The spiky tail is used by the crab to flip itself over when it’s washed upside down by waves or travel.
“They're ‘detritovores’ - that means that they sift through sediments for food. They really are totally harmless.”
According to www.beach-net.com,
the Delaware Bay region is home to the “largest population of the American horseshoe crab (Limulus polyphemus), which is found along the western shores of the Atlantic Ocean from Maine to the Yucatan. Another three species live in the coastal waters from Japan to Indonesia.”
Regionally, nature centers offer canoe and kayak outings to view the mass migration of the shelled sea creatures in late spring/early summer, providing a tourism/recreation aspect to the horseshoe crab population. With life cycles tied to lunar cycles, the crabs come ashore to mate and return to the sea in many locations on the eastern Atlantic coast of the United States.

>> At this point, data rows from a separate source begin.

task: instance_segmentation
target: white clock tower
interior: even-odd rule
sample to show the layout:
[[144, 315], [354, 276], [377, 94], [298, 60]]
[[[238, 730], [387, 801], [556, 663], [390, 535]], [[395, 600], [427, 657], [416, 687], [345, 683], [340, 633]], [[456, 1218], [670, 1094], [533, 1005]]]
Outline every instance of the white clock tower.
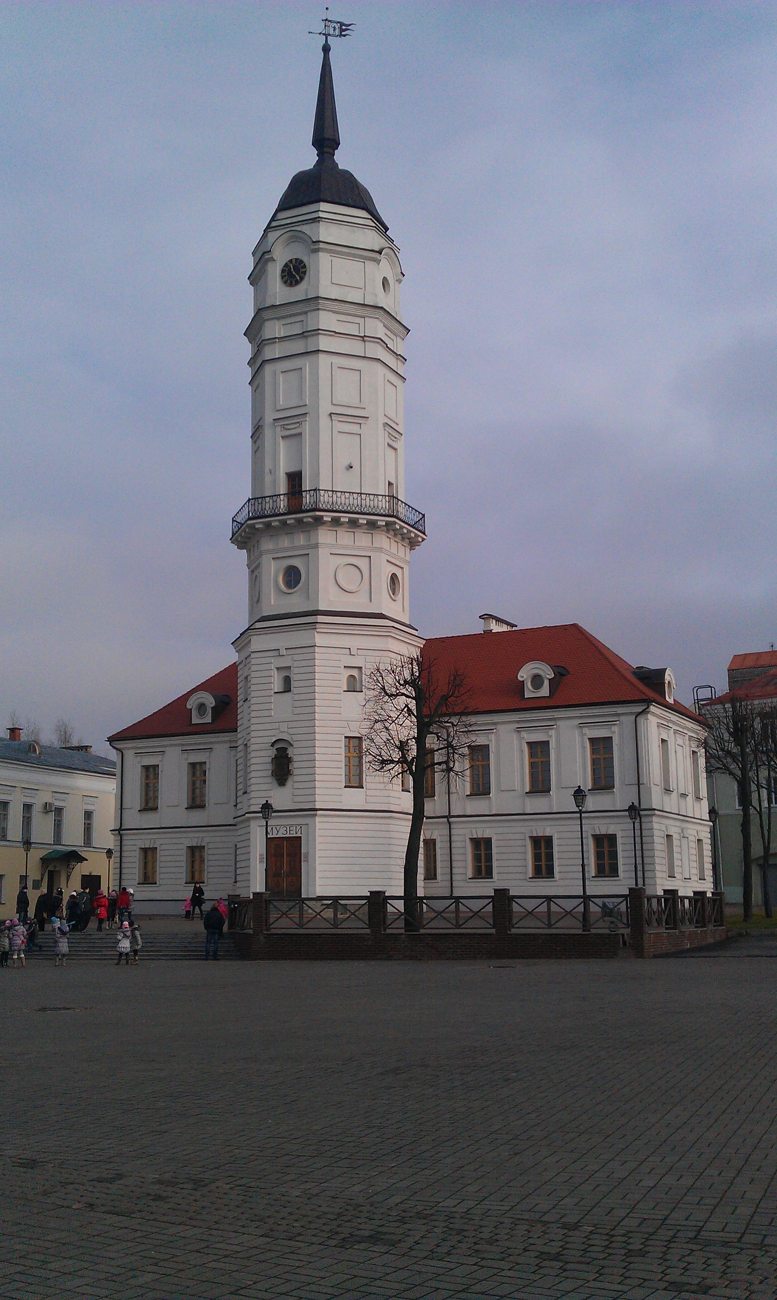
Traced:
[[365, 770], [360, 732], [373, 664], [421, 645], [408, 621], [425, 520], [404, 500], [401, 266], [370, 194], [335, 161], [329, 55], [325, 39], [318, 159], [253, 252], [251, 498], [233, 520], [249, 620], [234, 642], [239, 884], [287, 897], [401, 892], [411, 796]]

Inside Mystic Aquarium, the critters are on display for in-house education. Others travel with science educators for outreach programs within a 75-mile radius.

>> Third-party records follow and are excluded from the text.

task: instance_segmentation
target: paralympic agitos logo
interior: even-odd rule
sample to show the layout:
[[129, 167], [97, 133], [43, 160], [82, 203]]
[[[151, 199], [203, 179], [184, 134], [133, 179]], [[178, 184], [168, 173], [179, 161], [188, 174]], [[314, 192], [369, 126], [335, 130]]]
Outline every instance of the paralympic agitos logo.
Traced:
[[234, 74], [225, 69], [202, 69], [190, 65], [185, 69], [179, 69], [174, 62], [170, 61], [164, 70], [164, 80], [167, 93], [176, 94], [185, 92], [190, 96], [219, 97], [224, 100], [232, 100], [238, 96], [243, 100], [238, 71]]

So are there enough horseshoe crabs out there to continue to inspire curiosity from beach-goers on the Atlantic coast as well as answer the need for biomedical purposes?
Money makes people do strange things.
Read Sargent’s book. Visit a touch tank with friends or family at an area aquarium to ask questions and see the crabs up close. (See listings under Resources, below.)
One last detail. Why the reference to a horseshoe for its name? Well, the animal was originally dubbed “horsefoot” due to its resemblance to a horse’s hoof.